Putin inaugura monumento
O presidente da Rússia, Vladimir Putin (foto), aproveitou a visita à Terra Santa para inaugurar um memorial em homenagem às vítimas do cerco de Leningrado pela Alemanha nazista, onde cerca de 800 mil pessoas morreram entre 1941 e 1944. “O cerco de (Leningrado) e o Holocausto são dois eventos que não podem ser comparados a nada”, disse o presidente russo, pedindo o combate ao antissemitismo sem mencionar o Irã, país do qual a Rússia permanece próximo.

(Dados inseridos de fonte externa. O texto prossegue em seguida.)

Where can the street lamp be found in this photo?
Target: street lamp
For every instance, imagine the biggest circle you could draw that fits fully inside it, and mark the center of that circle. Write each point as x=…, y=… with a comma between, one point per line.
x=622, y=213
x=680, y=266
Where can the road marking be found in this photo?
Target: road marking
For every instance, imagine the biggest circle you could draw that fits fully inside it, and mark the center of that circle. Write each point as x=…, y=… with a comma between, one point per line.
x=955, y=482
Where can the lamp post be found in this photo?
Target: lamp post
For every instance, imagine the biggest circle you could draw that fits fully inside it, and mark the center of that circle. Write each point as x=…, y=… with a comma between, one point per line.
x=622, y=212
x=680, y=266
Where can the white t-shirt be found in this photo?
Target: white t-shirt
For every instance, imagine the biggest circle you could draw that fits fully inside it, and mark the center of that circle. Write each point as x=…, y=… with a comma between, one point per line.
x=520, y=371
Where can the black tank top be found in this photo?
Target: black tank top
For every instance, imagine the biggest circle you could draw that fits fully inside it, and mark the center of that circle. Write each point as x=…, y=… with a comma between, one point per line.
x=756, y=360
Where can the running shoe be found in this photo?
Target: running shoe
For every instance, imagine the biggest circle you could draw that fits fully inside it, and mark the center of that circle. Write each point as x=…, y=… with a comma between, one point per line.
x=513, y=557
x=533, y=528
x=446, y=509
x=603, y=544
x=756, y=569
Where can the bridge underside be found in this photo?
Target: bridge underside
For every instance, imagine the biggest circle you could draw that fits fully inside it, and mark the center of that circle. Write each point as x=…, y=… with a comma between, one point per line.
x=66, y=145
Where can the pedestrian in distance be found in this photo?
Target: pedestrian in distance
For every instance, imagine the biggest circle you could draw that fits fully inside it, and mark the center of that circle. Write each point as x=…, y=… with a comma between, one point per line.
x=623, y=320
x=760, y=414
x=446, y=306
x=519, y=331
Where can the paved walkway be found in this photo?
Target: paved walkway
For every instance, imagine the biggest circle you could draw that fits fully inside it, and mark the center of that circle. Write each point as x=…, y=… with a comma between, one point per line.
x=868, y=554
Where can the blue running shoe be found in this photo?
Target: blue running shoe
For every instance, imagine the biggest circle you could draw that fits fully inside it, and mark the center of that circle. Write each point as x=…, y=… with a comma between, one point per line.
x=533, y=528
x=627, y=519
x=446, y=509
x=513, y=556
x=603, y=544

Em vez disso, o chefe do Kremlin convocou uma cúpula de líderes dos cinco membros permanentes do Conselho de Segurança da ONU — Rússia, França, Reino Unido, China e Estados Unidos — para responder aos “desafios” contemporâneos, em um contexto de tensões exacerbadas Leste-Oeste. O monumento inaugurado ontem por Putin e Netanyahu, uma imensa vela de 8,5m de altura e 8,5t, foi instalado no Parque Sacher, em Jerusalém. Feita de bronze, a vela possui sensores que fazem com que ela  “acenda” quando alguém se aproxima.



Alerta contra o ódio
Em seu discurso no 5º Fórum Mundial sobre o Holocausto, em Jerusalém, o príncipe Charles (foto), herdeiro direto do trono britânico, advertiu que “o ódio e a intolerância ainda se escondem no coração humano”. Ele lembrou que as lições do Holocausto ainda são “surpreendentemente relevantes” e sublinhou que o ódio e a intolerância “contam novas mentiras, adotam novos disfarces e ainda buscam novas vítimas”. “Com muita frequência, é usada a linguagem que transforma as discordâncias em desumanização. As palavras são utilizadas como emblemas de vergonha, para marcar os outros como inimigos, para rotular aqueles que são diferentes”, acrescentou. O príncipe recomendou que os líderes mundiais sejam “vigilantes” no discernimento dessas ameaças. “Devemos ser destemidos na confrontação das falsidades e resolutos em resistir a palavras e a atos de violência”, declarou Charles. “E nunca devemos descansar na busca de criarmos entendimento e respeito mútuos.”